Sarah Sanders Irving and her husband William, a successful merchant and church deacon, lived with their 11 children in Manhattan—ground zero for the emergency. The Irvings were concerned for all their children but particularly for their youngest son, Washington. The boy was 15 and had been sickly most of his life. Worse, he had a habit of sneaking out nights to attend plays and engage in similar artistic pursuits his father considered frivolous—and which might further expose him to catching the illness.
Ripple
So for his own protection, Sarah and William sent young Washington out of the city to live in a place called Tarrytown, 25 miles north of New York. While in Tarrytown, Washington began visiting a nearby hamlet originally settled by the Dutch. He fell in love with the area, not only because of its tranquil scenery and quaint Dutch customs, but also because of his passion for literature and tall tales.

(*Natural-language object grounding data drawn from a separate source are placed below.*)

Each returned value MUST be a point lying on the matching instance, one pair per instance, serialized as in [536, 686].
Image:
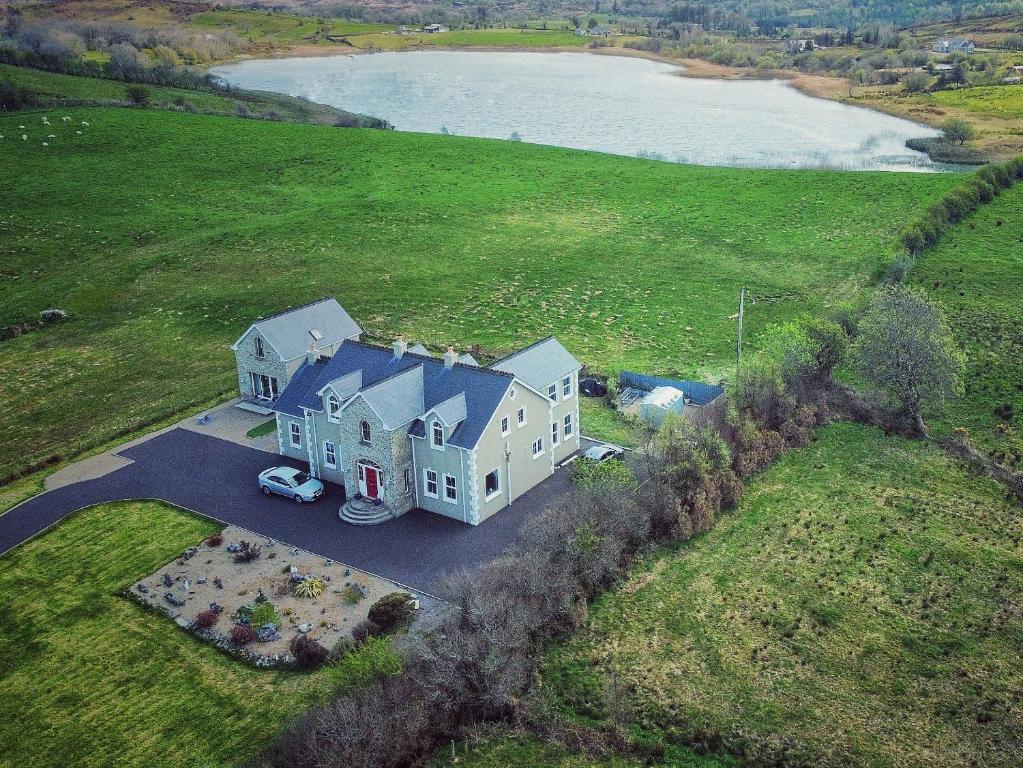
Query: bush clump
[392, 610]
[308, 652]
[206, 620]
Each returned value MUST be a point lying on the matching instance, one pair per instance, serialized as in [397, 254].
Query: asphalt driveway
[217, 479]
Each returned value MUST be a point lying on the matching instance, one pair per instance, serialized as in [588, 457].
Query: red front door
[372, 483]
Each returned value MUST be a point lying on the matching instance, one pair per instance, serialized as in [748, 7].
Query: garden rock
[52, 315]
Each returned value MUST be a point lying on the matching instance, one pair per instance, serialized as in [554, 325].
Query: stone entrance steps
[362, 512]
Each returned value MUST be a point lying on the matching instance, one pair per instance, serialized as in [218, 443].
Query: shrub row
[923, 232]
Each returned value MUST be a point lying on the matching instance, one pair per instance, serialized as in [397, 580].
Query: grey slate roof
[290, 332]
[397, 400]
[539, 364]
[482, 389]
[452, 411]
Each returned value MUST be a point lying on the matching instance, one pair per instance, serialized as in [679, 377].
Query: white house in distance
[400, 427]
[952, 45]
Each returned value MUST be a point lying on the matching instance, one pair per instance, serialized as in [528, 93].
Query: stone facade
[391, 451]
[269, 364]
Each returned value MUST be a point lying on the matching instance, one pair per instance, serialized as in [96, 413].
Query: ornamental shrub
[391, 610]
[206, 620]
[308, 652]
[242, 634]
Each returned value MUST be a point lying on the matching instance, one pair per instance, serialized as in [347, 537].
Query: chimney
[399, 347]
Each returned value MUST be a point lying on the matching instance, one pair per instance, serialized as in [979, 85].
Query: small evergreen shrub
[242, 634]
[206, 620]
[392, 610]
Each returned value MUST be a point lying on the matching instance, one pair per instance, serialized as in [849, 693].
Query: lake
[616, 104]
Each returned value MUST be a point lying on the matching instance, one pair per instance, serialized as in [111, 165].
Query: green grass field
[89, 678]
[164, 234]
[862, 602]
[976, 272]
[48, 87]
[1004, 101]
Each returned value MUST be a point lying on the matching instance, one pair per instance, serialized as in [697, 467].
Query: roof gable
[539, 364]
[319, 324]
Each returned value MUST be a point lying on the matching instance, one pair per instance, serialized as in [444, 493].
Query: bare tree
[906, 350]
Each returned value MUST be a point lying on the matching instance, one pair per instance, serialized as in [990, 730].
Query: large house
[400, 427]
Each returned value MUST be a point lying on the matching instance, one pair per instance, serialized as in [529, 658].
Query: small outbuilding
[651, 399]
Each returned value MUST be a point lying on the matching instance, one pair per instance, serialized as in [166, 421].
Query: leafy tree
[906, 350]
[959, 130]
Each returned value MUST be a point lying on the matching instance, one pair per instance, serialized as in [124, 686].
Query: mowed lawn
[88, 678]
[165, 234]
[976, 271]
[862, 605]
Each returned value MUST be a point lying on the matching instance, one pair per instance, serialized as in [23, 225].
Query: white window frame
[497, 491]
[452, 487]
[427, 481]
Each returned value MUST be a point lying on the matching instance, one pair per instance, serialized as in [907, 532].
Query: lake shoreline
[892, 154]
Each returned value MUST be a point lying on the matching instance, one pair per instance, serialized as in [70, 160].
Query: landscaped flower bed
[253, 596]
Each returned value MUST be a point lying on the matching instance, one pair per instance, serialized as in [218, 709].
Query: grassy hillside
[88, 678]
[55, 90]
[164, 234]
[976, 272]
[861, 606]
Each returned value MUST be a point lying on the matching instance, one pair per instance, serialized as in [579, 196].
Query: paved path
[217, 479]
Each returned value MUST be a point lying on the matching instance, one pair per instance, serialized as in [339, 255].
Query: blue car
[292, 483]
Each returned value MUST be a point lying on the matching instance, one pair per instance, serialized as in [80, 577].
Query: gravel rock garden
[263, 600]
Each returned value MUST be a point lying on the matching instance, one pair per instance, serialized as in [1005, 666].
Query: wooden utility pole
[739, 335]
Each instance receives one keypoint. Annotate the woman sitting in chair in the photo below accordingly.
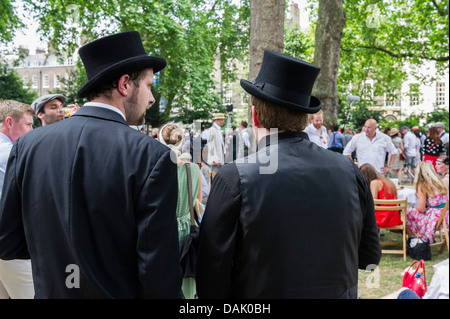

The village was a hotbed of local ghost stories, which Washington stored in his fertile imagination.
Ripple
As time went by, the yellow fever epidemic passed and Washington was able to return to his family. But just as yellow fever had plagued Manhattan, ill health continued to plague Washington. And he continued traveling to cope with his troubles.
In 1804, Washington set sail from New York heading to France, hoping to treat a lung ailment in a Bordeaux spa. After returning to the States, where he published a periodical and his first novel, he eventually took up residence in England where he continued to indulge his fascination for macabre writings. He particularly enjoyed German folklore, including Johann Karl August Musäus’s tales of a horseman missing his head. The War of 1812 briefly drew him back to America, but three years later he was again living in England and traveling throughout Europe as he tried to nurse his poor health.
Hoping to earn extra income from his writing, in 1820 he published a collection of short stories under a pseudonym. The Sketch Book of Geoffrey Crayon was a hit—largely due to two popular selections. One was “Rip Van Winkle,” the tale of a man who napped away 20 years of his life. The other was a tale that had been fed by the ripples generated from the yellow fever epidemic 22 years earlier. It was set in the real-life hamlet where young Washington Irving had sat listening as Dutch immigrants shared their ancient ghost stories. He called it “The Legend of Sleepy Hollow
.”
Shore
It must have been terrifying for a sickly 15-year-old boy to leave his home and family to escape a deadly epidemic. Back then, as he wandered the area around Tarrytown and Sleepy Hollow, he couldn’t have known those difficult times would one day lead him to pen a story that would secure his financial future and continue to chill and delight audiences two centuries later.